Eco-friendly multi-component corrosion inhibitors from natural sources: Theoretical and experimental insights for carbon steel protection in acidic environments
Pengfei Du, Xueyan Teng, Yujie Qiang, Shuduan Deng, Xianghong Li
Abstract
This study investigates the use of rubber seed extract (RSE) as an environmentally friendly, bio-based corrosion inhibitor for carbon steel in acidic environments (3.0 M H₃PO₄). RSE, derived from an agro-industrial byproduct, contains a range of bioactive compounds, such as peptides, thioureas, and alkaloids, identified through LC-MS analysis, which suggest a multifunctional adsorption mechanism. Theoretical simulations, including density functional theory (DFT) and molecular dynamics (MD), demonstrate stable adsorption of RSE on iron surfaces, characterized by strong electron-donating interactions.
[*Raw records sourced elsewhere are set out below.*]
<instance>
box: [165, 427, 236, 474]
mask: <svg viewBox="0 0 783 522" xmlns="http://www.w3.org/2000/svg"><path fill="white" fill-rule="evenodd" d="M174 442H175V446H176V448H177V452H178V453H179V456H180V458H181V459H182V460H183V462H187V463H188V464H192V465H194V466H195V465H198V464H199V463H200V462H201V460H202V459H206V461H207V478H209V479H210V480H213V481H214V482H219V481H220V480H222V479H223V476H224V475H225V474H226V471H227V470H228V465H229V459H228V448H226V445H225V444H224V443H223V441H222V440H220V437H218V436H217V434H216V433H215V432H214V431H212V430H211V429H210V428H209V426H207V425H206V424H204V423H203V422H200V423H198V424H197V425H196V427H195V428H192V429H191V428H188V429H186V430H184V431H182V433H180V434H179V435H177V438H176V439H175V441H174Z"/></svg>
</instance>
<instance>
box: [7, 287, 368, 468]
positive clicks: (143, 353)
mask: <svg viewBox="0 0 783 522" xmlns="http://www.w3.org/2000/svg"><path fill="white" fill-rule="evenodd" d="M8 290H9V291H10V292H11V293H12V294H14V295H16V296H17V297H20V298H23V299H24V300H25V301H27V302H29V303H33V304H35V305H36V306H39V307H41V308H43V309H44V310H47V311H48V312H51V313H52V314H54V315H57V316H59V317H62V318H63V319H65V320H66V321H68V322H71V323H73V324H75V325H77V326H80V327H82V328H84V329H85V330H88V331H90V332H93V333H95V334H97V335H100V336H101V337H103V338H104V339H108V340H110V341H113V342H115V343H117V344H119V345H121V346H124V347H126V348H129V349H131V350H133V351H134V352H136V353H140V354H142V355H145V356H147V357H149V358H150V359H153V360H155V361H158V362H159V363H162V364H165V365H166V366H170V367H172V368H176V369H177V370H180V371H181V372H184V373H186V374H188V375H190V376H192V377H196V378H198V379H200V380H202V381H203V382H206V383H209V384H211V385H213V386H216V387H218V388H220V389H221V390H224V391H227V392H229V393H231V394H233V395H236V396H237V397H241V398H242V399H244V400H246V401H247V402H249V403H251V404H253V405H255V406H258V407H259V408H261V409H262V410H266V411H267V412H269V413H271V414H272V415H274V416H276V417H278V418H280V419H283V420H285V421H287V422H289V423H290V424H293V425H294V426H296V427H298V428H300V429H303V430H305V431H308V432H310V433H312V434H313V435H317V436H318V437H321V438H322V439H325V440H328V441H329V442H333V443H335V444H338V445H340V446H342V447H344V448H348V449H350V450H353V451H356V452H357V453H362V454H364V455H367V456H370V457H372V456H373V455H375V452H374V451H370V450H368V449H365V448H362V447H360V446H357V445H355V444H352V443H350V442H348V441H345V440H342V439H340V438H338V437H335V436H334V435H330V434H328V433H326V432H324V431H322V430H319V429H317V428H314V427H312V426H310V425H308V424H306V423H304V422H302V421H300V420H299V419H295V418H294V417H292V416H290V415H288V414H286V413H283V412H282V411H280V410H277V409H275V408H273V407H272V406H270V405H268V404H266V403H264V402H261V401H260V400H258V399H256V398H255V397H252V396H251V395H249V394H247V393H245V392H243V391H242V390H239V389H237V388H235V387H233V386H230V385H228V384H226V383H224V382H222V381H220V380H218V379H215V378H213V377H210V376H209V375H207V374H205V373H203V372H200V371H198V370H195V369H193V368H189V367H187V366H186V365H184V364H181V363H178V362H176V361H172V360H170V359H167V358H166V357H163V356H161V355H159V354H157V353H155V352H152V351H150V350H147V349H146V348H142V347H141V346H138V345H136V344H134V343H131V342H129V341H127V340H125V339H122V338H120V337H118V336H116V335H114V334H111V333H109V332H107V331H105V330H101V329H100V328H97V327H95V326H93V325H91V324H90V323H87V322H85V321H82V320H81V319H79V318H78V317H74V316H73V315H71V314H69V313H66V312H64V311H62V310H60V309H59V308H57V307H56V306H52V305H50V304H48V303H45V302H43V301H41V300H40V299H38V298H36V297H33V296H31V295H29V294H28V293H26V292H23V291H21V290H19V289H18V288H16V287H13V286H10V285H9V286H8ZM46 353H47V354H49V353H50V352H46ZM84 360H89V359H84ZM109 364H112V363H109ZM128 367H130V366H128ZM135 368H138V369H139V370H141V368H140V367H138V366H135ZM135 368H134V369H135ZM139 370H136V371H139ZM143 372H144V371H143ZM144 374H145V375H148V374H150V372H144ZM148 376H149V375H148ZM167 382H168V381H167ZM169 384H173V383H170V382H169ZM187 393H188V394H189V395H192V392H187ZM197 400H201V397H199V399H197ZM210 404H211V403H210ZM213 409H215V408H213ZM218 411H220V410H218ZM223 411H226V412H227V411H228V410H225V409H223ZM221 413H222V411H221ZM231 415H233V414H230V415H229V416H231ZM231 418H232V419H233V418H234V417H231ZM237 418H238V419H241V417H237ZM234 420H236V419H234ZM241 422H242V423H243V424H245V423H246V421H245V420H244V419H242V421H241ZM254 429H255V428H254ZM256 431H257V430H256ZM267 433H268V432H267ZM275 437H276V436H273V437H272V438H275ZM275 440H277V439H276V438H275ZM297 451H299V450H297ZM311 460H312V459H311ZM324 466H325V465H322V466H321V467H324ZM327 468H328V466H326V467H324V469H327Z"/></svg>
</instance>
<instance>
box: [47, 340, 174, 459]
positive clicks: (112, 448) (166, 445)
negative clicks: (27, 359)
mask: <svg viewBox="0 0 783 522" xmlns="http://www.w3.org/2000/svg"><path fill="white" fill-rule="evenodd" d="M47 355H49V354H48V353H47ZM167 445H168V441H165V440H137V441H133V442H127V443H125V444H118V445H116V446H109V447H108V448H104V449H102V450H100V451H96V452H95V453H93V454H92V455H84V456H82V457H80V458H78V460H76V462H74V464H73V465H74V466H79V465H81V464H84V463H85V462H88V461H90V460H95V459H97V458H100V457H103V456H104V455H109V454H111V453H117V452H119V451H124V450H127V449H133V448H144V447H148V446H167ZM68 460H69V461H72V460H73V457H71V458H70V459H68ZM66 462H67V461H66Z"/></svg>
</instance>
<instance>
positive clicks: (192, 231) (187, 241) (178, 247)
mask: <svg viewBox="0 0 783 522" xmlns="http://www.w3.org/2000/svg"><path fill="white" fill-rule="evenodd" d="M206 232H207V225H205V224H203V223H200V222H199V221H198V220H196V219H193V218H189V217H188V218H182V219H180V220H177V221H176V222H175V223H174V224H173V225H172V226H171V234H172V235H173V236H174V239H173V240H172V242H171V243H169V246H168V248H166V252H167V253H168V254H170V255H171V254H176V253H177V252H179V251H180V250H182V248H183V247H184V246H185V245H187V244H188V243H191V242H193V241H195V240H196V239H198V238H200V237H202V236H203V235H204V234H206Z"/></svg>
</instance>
High adsorption energies (≤ –800 kJ mol⁻¹) and stable dipole moments further confirm the robust interfacial interactions. Electrochemical measurements reveal that RSE can inhibit corrosion by up to 89.4 %, indicating mixed-type inhibition behavior. Surface analyses show that RSE forms a protective organic-inorganic film on the metal surface through coordination with polar groups. These results present a comprehensive inhibition mechanism involving electronic shielding, physical barrier formation, and chemical bonding, positioning RSE as a promising, sustainable inhibitor for corrosion control in acidic conditions. This study provides valuable insights into the structure-property-function relationships of plant-derived inhibitors and offers guidance for the design of future eco-friendly corrosion control agents. • RSE inhibits carbon steel corrosion through multi-functional adsorption and electronic shielding. • Molecular dynamics simulations show RSE molecules adapt to different iron crystal facets. • Electrochemical analysis confirms mixed-type inhibition with significantly reduced corrosion current. • Surface film formation and antibacterial properties highlight multifunctional potential.